Evil, that is, the plague, may get you as well. It walks through the streets in the shape of invisible clots. They can only be traced with a special vision aid device that needs to be refined in the future.
Unique setting, as they call in in the West, is the main reason to fall in love with Pathologic. The leprous wound in bandages, really, crawl through the streets, reaching their arms for you. At one point the city is flooded with severe gas-masked people equipped with flame throwers. These are agents of the government that has ruled to burn out the population. At night, the homeless armed with do-it-yourself knives stick out from every hole. All in all, absolute moral decay.

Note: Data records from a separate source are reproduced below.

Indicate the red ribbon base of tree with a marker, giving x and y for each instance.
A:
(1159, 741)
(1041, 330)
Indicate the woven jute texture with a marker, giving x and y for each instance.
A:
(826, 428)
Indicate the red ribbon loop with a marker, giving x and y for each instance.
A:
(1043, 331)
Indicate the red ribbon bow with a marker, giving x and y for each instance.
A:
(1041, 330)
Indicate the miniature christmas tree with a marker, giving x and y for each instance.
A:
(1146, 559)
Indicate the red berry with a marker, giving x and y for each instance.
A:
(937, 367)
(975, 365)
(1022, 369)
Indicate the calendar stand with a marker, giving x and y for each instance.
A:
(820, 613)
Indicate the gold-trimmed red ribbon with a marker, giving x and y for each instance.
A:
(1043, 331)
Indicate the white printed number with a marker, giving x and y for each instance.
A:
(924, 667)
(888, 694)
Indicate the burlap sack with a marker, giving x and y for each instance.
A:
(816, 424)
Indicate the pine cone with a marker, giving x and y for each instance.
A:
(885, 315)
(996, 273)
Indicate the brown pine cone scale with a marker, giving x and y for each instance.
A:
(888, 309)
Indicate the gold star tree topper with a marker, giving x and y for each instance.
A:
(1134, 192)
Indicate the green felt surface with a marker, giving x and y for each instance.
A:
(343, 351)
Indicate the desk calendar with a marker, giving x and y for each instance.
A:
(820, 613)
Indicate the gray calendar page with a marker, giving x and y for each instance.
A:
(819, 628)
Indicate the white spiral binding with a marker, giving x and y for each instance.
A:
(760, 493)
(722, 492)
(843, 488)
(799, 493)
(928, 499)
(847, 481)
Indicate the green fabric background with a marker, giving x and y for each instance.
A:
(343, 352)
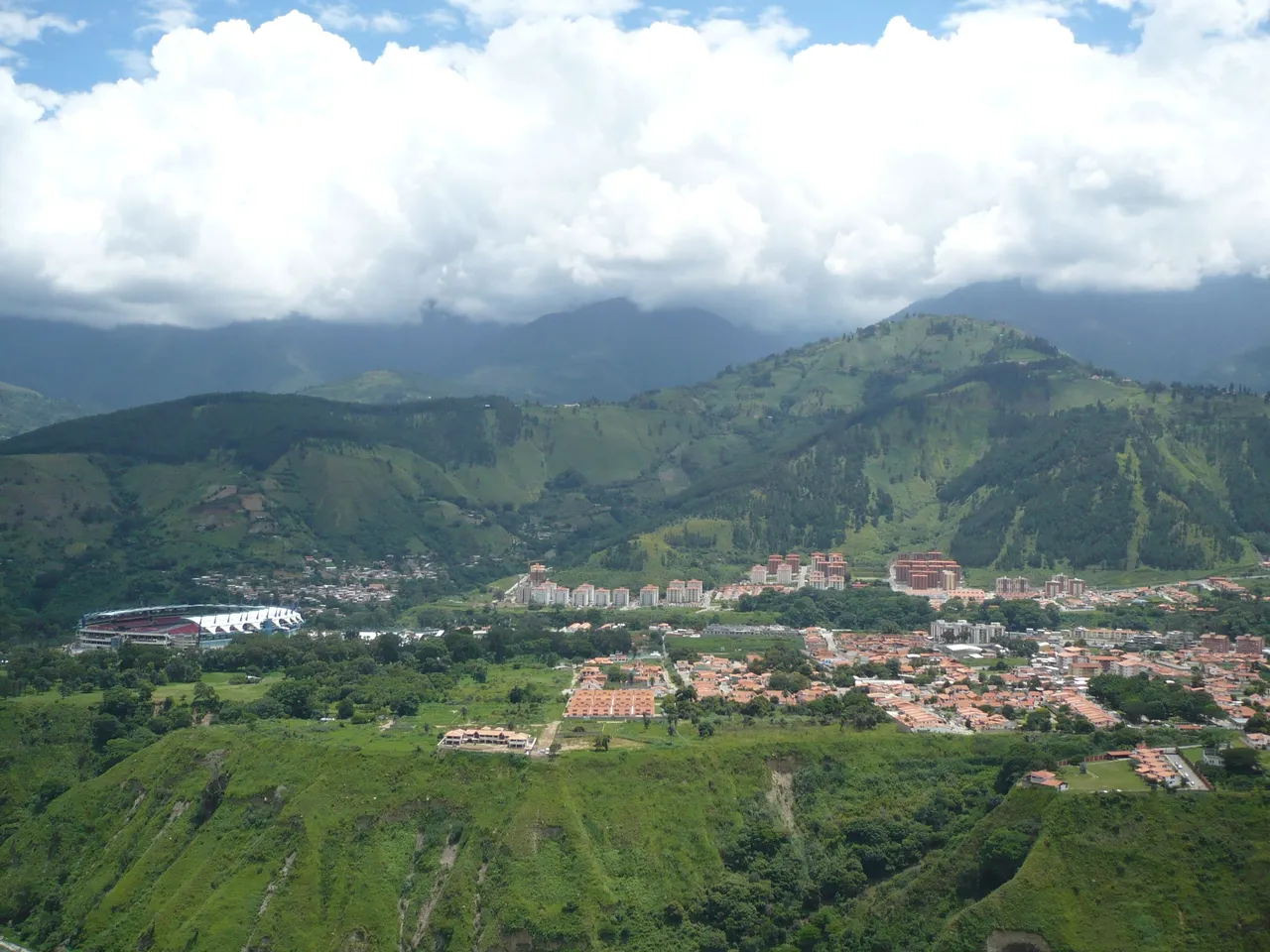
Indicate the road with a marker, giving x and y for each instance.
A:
(543, 748)
(1179, 762)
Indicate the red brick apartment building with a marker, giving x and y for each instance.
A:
(611, 703)
(925, 571)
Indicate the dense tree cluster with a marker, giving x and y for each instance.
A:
(1061, 492)
(1143, 697)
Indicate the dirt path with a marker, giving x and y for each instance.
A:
(545, 739)
(781, 796)
(447, 861)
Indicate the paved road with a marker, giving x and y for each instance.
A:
(1179, 762)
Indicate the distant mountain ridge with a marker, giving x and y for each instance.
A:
(22, 411)
(933, 431)
(607, 350)
(1165, 335)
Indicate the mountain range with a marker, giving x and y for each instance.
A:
(608, 350)
(23, 411)
(938, 431)
(1194, 336)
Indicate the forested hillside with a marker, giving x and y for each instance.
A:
(22, 411)
(929, 431)
(348, 838)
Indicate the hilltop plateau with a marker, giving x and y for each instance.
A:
(352, 838)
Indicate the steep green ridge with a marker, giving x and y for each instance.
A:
(1121, 873)
(389, 388)
(928, 431)
(22, 411)
(349, 838)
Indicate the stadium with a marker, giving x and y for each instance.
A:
(182, 626)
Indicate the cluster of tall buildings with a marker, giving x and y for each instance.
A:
(962, 633)
(928, 571)
(1014, 587)
(1058, 587)
(538, 589)
(1242, 645)
(1065, 585)
(822, 571)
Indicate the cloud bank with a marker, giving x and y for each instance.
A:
(567, 158)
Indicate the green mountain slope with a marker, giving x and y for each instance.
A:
(347, 838)
(928, 431)
(389, 388)
(22, 411)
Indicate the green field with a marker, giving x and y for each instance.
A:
(1103, 774)
(366, 838)
(486, 703)
(216, 679)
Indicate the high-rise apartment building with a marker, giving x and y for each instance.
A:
(924, 571)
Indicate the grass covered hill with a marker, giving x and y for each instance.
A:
(928, 431)
(22, 411)
(352, 838)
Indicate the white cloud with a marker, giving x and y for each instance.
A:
(497, 13)
(345, 17)
(261, 173)
(167, 16)
(19, 24)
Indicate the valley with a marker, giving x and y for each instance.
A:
(855, 788)
(928, 433)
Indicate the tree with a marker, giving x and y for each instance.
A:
(295, 697)
(1241, 761)
(206, 697)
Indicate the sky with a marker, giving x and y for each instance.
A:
(198, 162)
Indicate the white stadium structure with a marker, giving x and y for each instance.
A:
(182, 626)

From the visual point of view, Pathologic does not shake the earth, but everything is crafted surprisingly nice, especially taken that this is a debut project of an experimental studio. Neat modeling, very literate design and interface, absolutely gorgeous music. Altogether, there is no trace of a low-budget marginal thing.
Just as we couldn’t finish our conversation on a cozy sofa in the office of Ice-Pick Lodge, it is hard to understand where the review of Pathologic is to be finished. The project is positively unique. Nothing that looks like this is being made in Russia or the rest of the world. Grown from an experimental theatre, a mixture of metaphoric horror built by an unknown team of intellectuals on an action/RPG platform, - how is that at all possible in this age of developed capitalism and immense growth of market, it would seem? Nevertheless, Pathologic is practically finished – Dybovsky is already pondering the next project at full speed: “Interesting how the game will be accepted by the public. It is clear now that some aspects are not working as anticipated. In fact, Pathologic is an experiment, a touchstone. I now think that only light, positive games need to be developed. Fear is a primitive emotion. It is easy to scare a person, and it is a lot harder to make him laugh at him or herself, or to make him think”.
Whatever easy it may be to make an average gamer pee in his pants from fear, national game development has not coped with the task so far. Pathologic, as it seems, is the first Russian-made video game capable of scaring the player. This is even more so funny taken that Ice-Pick Lodge’s aims are way more complex and serious, just as the project itself. No matter what Pathologic turns out to be in the end- a new word in video games or a goal for fun, - its creators deserve that hats be lifted for them. Respect.

P.S. When I cautiously inquired from Nikolay how the team was recruited, he took his time explaining how talented people joined one by one, and what happiness it is that such persons have gathered that understand and share his views, then he paused for a while an added: “Although, to say the truth, I don’t think anyone in the studio besides me gives account on what Pathologic is in reality. Only I know”. So much descending into the basement of local Civil Registry.